Chapter 7 Section 2 Timeline

  • Elisha Graves Otis

    Elisha Graves Otis didn't invent the elevator, he invented something perhaps more important-the elevator brake-which made skyscrapers a practical reality. In 1854 Otis dramatized his safety device on the floor of the Crystal Palace Exposition in New York. The platform held fast and the elevator industry was on its way.
  • Macy's

    Eighty-one years ago on the morning of March 6, 1929, millions of Americans opened their edition of The New York Times to find a headline that would send the business and retail world into a spin of excited chatter and speculation - “Abraham & Straus and Filene’s to Unite.” The announcement marked the beginning of the evolution of what was to become one of the largest and most influential corporations in retail history.
  • Andrew Carnegie

    Andrew Carnegie (1835-1919) led the enormous expansion of the American steel industry in the late nineteenth century and became the archetypal industrial entrepreneur.
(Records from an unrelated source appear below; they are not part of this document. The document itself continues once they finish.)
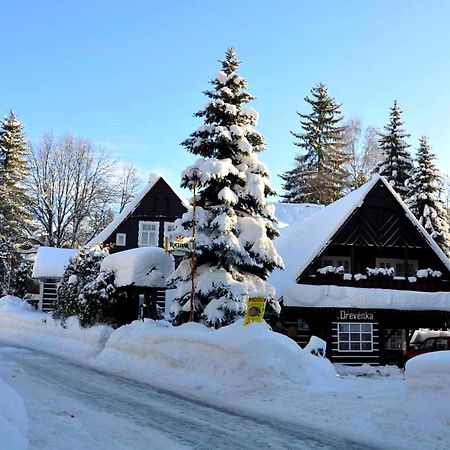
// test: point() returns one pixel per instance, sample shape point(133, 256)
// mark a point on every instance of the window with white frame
point(355, 337)
point(148, 234)
point(337, 261)
point(398, 265)
point(121, 239)
point(168, 228)
point(396, 340)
Carnegie set a model for big business and industry as an early and enthusiastic adopter of new technologies.
  • John D. Rockefeller

    John D. Rockefeller (1839-1937), founder of the Standard Oil Company, became one of the world’s wealthiest men and a major philanthropist. Born into modest circumstances in upstate New York, he entered the then-fledgling oil business in 1863 by investing in a Cleveland, Ohio, refinery. In 1870, he established Standard Oil.
  • Alexander Graham Bell

    In 1876, at the age of 29, Alexander Graham Bell invented his telephone. In 1877, he formed the Bell Telephone Company, and in the same year married Mabel Hubbard and embarked on a yearlong honeymoon in Europe.
  • Joel Tiffany

    Mr. Tiffany was not only a lawyer but also an inventor, and he is, probably, most widely known for his invention of the Tiffany Summer and Winter Refrigerator car; he also made, through his inventive genius, valuable improvements and inventions in machinery.
  • Thomas Edison

    The first great invention developed by Edison in Menlo Park was the tin foil phonograph. The word phonograph was the trade name for Edison's device, which played cylinders rather than discs.  
  • Christopher Sholes

    Christopher Sholes invented the first practical typewriter and introduced the keyboard layout that is familiar today. As he experimented early on with different versions, Sholes realized that the levers in the type basket would jam when he arranged the keys in alphabetical order.
  • F.W. Woolworth

    At 20 years of age F. W. Woolworth found work in exchange for room and board at a local dry goods store, and after his employers held a successful clearance sale he saw the possibilities of a discount store. His key innovations were having the merchandise on open display instead of behind the counter, and having prices plainly marked instead of encouraging haggling.
  • Gustavus Swift

    Gustavus Swift invented the refrigerated railroad car in the 1880s. The railroad car was important because before the 1880s, you could not ship meat to places because it would spoil fast but the refrigerated railroad car keeps meat fresh so it can be shipped to other places. Swift set up a meat packing industry in Chicago, where animals were slaughtered and carved into slabs of beef.
  • Ottmar Mergenthaler

    In 1886 he introduced the linotype line casting machine, so named because it set an entire line of type at a time. Since Johannes Gutenberg's invention of movable type more than 400 years earlier, type had been set one character at a time by manual laborers who physically inserted raised-and-reverse metal type; but with Mergenthaler's linotype machine typesetting and casting was performed at a keyboard.
  • Social Darwinism

    Theory that persons, groups, and “races” are subject to the same laws of natural selection as Charles Darwin had proposed for plants and animals in nature. Social Darwinists, such as Herbert Spencer and Walter Bagehot in England and William Graham Sumner in the U.S., held that the life of humans in society was a struggle for existence ruled by “survival of the fittest,” in Spencer's words.
  • George Eastman

    In 1888, George Eastman invented dry, transparent, and flexible, photographic film (or rolled photography film) and the Kodak cameras that could use the new film.
    George Eastman was an avid photographer and became the founder of the Eastman Kodak company.